A similar phase transition has already occurred with regards to data inside business ecosystems. For the past several decades, an increasing number of business processes– from sales, customer service, shipping - have come online, along with the data they throw off.  As these individual databases are linked, via common formats or labels, a tipping point is reached: suddenly, every part of the company organism is connected to the data center.  And every action — sales lead, mouse click, and shipping update  — is stored.  The result:  organizations are overwhelmed by what feels like a tsunami of data.

The same trend is occurring in the larger universe of data that these organizations inhabit.  Big Data unleashed by the “Industrial Revolution of Data”, whether from public agencies, non-profit institutes, or forward-thinking private firms.

At present, much of the world’s Big Data is iceberg-like: frozen and mostly underwater. It’s frozen because format and meta-data standards make it hard to flow from one place to another:  comparing the SEC’s financial data with that of Europe’s requires common formats and labels (ahem, XBRL) that don’t yet exist. Data is “underwater” when, whether reasons of competitiveness, privacy, or sheer incompetence it’s not shared: US medical records may contain a wealth of data, but much of it is on paper and offline (not so in Europe, enabling studies with huge cohorts).

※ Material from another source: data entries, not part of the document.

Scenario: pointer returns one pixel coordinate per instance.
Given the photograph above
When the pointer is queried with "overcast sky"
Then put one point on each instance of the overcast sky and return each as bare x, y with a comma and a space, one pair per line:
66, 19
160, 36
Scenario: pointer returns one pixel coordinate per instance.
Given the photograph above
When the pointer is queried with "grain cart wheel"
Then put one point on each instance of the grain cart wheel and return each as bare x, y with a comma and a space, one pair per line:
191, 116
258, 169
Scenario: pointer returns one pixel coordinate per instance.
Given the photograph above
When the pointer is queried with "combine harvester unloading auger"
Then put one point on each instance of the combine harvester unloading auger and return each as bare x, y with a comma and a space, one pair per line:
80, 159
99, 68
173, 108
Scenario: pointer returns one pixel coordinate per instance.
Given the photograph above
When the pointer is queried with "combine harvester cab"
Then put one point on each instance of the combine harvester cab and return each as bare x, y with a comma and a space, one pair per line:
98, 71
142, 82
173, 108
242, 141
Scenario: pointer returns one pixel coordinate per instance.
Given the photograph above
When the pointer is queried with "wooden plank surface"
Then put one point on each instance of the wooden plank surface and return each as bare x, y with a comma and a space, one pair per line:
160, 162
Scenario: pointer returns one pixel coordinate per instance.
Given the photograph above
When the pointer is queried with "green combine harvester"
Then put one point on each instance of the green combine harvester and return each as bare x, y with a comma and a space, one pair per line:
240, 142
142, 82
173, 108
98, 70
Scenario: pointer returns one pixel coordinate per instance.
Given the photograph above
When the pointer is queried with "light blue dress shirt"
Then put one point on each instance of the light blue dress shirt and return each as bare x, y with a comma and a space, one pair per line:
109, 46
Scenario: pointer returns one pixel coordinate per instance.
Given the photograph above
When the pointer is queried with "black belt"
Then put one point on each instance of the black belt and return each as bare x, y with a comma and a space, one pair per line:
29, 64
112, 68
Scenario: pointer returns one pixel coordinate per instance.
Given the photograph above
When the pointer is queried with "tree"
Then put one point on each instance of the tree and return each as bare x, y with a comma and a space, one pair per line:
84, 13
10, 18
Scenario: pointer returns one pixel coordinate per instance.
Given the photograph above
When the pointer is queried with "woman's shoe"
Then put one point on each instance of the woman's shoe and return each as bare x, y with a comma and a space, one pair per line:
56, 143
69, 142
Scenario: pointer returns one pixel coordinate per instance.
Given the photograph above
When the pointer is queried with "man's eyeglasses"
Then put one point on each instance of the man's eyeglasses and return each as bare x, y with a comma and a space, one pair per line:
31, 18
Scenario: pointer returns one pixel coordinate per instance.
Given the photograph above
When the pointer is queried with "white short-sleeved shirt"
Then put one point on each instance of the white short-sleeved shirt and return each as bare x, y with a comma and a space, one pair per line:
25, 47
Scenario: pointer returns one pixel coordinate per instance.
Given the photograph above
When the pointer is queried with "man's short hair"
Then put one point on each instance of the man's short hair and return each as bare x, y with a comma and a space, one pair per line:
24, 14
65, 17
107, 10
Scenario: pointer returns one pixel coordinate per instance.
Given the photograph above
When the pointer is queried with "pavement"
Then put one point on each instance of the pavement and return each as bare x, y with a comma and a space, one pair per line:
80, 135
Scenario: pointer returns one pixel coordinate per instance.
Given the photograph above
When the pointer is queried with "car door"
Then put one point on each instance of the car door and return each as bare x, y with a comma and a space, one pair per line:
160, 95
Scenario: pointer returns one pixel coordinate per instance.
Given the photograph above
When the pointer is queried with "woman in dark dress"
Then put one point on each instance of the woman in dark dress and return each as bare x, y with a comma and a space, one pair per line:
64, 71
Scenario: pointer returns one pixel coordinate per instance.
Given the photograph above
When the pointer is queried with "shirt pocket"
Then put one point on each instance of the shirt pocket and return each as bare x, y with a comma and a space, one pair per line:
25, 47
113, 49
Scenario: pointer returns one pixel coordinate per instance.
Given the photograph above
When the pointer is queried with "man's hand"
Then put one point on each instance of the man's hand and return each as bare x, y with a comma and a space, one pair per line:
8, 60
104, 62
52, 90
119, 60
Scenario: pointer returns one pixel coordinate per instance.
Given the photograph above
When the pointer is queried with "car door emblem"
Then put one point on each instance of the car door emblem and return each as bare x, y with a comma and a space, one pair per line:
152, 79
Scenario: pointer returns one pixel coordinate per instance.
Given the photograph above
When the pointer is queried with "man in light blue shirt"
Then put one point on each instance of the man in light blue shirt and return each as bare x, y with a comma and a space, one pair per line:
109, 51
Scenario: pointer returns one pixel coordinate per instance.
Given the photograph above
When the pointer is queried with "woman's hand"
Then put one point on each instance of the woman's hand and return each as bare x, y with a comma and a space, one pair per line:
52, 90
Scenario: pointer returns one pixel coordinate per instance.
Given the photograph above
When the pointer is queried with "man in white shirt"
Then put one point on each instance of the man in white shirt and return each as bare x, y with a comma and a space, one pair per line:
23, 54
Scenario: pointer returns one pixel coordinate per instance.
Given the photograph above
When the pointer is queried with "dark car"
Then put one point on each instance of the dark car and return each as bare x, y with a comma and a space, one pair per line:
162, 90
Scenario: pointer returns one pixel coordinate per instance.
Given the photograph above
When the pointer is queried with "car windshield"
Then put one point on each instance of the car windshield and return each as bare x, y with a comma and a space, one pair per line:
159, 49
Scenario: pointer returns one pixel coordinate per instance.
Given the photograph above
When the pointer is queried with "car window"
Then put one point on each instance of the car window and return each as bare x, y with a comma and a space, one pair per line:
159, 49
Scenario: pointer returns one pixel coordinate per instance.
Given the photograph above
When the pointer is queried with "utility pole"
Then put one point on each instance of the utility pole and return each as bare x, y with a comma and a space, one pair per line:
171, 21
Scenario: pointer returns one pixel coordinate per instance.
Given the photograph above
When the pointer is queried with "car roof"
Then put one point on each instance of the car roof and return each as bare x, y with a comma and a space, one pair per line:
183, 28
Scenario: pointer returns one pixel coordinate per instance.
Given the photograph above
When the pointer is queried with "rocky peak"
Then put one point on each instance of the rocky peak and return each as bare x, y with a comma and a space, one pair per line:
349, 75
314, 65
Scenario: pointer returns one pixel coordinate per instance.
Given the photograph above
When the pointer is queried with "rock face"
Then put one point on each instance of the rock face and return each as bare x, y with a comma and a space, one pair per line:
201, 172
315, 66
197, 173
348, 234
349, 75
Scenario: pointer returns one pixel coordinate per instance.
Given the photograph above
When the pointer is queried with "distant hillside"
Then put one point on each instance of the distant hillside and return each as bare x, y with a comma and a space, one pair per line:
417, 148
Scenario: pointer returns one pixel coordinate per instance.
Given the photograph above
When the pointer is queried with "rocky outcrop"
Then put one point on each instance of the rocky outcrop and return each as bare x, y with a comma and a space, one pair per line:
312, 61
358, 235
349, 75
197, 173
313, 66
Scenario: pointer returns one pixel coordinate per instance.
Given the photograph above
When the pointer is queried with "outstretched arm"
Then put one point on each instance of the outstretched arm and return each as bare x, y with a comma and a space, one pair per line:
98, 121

Yet there’s a slow thaw underway as evidenced by a number of initiatives:  Aaron Swartz’s theinfo.org, Flip Kromer’s infochimps, Carl Malamud’s bulk.resource.org, the Tim-Berners-Lee-inspired LinkedData.org, as well as Numbrary, Swivel, Freebase, and Amazon’s public data sets.  These are all ambitious projects, but the challenge of weaving these data sets together is still greater.

How far are we from the tipping point of Big Data? When will the world’s icebergs of data melt into one sea? More importantly, when it happens, will we be ready to do something useful with it all?